Moreover, in the commercial sector it is possible to know about eating habits, shopping frequency and amount spent through, for example, supermarket loyalty cards. “With the recent regulation in the US, owners of browsers (Explorer, Chrome, Firefox, Safari, etc.) are allowed to sell the browsing history of their users and this clearly provides opportunities for personalized advertising”, claims the researcher. And public transport travel cards allow for monitoring the number of entrances, exits and transport interchanges (for example, metro to bus or the reverse). “With this the authorities can better plan urban mobility, anticipating the more ‘dangerous’ zones and times (accidents, attacks), etc.”, he adds. 


Principles for algorithmic transparency and accountability

Given the power of algorithms to determine the decisions of society, in order to raise awareness of the seriousness of a possible manipulation, voluntary or otherwise, of data, the Association for Computing Machinery (ACM) – one of the biggest international computing associations and of which Cabot is a member – has proposed seven principles for algorithmic transparency and accountability. For the UOC researcher, they are an important tool for reflecting on how everyone can try to apply them in their daily work:

  1. Awareness. Owners, designers, builders and users of algorithms should be aware of the possible consequences of their use and the possible biases they can cause.

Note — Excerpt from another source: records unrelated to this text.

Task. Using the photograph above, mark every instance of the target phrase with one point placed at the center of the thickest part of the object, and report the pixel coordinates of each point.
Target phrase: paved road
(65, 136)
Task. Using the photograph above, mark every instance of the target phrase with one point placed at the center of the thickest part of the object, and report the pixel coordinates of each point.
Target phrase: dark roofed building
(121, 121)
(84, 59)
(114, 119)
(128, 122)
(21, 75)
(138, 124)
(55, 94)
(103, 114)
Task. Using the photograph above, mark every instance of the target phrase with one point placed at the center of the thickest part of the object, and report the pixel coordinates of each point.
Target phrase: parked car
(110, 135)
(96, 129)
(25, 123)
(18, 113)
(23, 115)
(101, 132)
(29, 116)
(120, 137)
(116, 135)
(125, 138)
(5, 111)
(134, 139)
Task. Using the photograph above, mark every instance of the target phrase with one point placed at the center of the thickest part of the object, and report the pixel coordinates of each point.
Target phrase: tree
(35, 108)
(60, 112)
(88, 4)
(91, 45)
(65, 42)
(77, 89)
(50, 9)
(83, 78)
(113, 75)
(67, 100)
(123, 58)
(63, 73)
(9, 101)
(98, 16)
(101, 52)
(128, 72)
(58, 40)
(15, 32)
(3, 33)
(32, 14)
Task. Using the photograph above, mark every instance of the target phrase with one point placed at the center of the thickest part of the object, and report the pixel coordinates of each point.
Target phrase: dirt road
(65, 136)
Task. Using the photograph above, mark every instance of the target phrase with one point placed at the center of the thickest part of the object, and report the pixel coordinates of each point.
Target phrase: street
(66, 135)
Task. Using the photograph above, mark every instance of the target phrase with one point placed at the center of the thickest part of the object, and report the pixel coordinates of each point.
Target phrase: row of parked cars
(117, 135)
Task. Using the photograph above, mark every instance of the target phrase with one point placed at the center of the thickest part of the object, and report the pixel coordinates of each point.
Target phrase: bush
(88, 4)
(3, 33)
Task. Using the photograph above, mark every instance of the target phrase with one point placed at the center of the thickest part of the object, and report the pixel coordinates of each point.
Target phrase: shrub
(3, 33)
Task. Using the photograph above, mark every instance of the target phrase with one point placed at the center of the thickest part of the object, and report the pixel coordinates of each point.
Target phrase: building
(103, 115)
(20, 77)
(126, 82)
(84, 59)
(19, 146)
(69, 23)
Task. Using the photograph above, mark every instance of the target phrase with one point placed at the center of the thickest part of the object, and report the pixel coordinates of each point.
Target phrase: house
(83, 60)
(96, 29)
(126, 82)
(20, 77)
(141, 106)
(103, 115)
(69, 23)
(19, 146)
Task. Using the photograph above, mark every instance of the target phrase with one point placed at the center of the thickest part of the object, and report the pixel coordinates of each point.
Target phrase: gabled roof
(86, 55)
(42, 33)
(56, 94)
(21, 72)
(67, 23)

  2. Access and redress. Regulators must have the mechanisms to redress harm caused to individuals by the biases detected in the algorithms.

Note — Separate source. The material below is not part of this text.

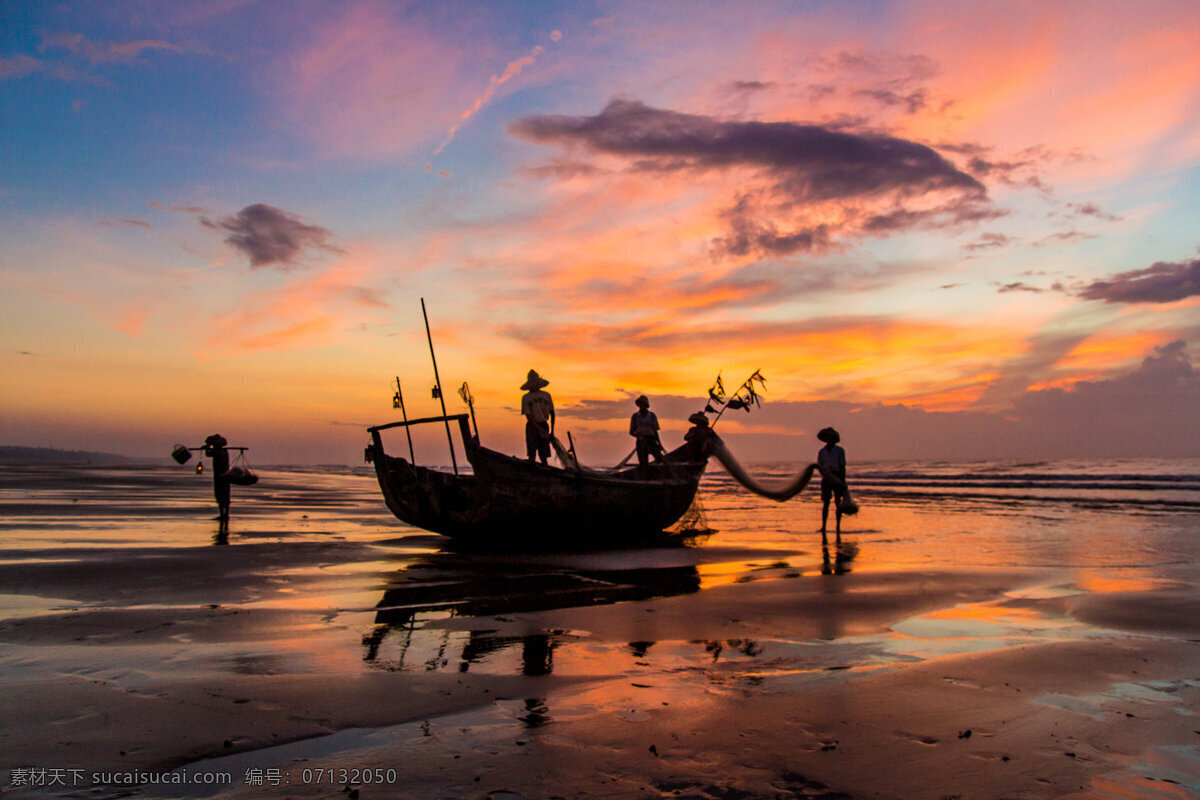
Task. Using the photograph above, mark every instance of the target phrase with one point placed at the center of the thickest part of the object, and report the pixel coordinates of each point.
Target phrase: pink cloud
(303, 312)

  3. Accountability. Institutions are responsible for the decisions made by their algorithms, even though they are unable to explain how these decisions have been made.
  4. Explanation. Especially when they affect public policies, the institutions that use algorithms to make decisions must explain the processes followed by the algorithms and the decisions they make.
  5. Data provenance. Algorithm builders must explain the characteristics of the training data (where and how it was obtained, etc.) as well as an exploration of the possible biases of the algorithm caused by the use of this data. To avoid problems concerning privacy or commercial secrets, access to this training data can be restricted to people not explicitly authorized.
  6. Auditability. Models, algorithms, data and decisions made must be recorded in case an audit is needed in the future.
  7. Validation and testing. The institutions must use rigorous methods to validate the models (and to document). Specific tests must also be performed to detect possible biases in the algorithm. The results of these tests should also be made public.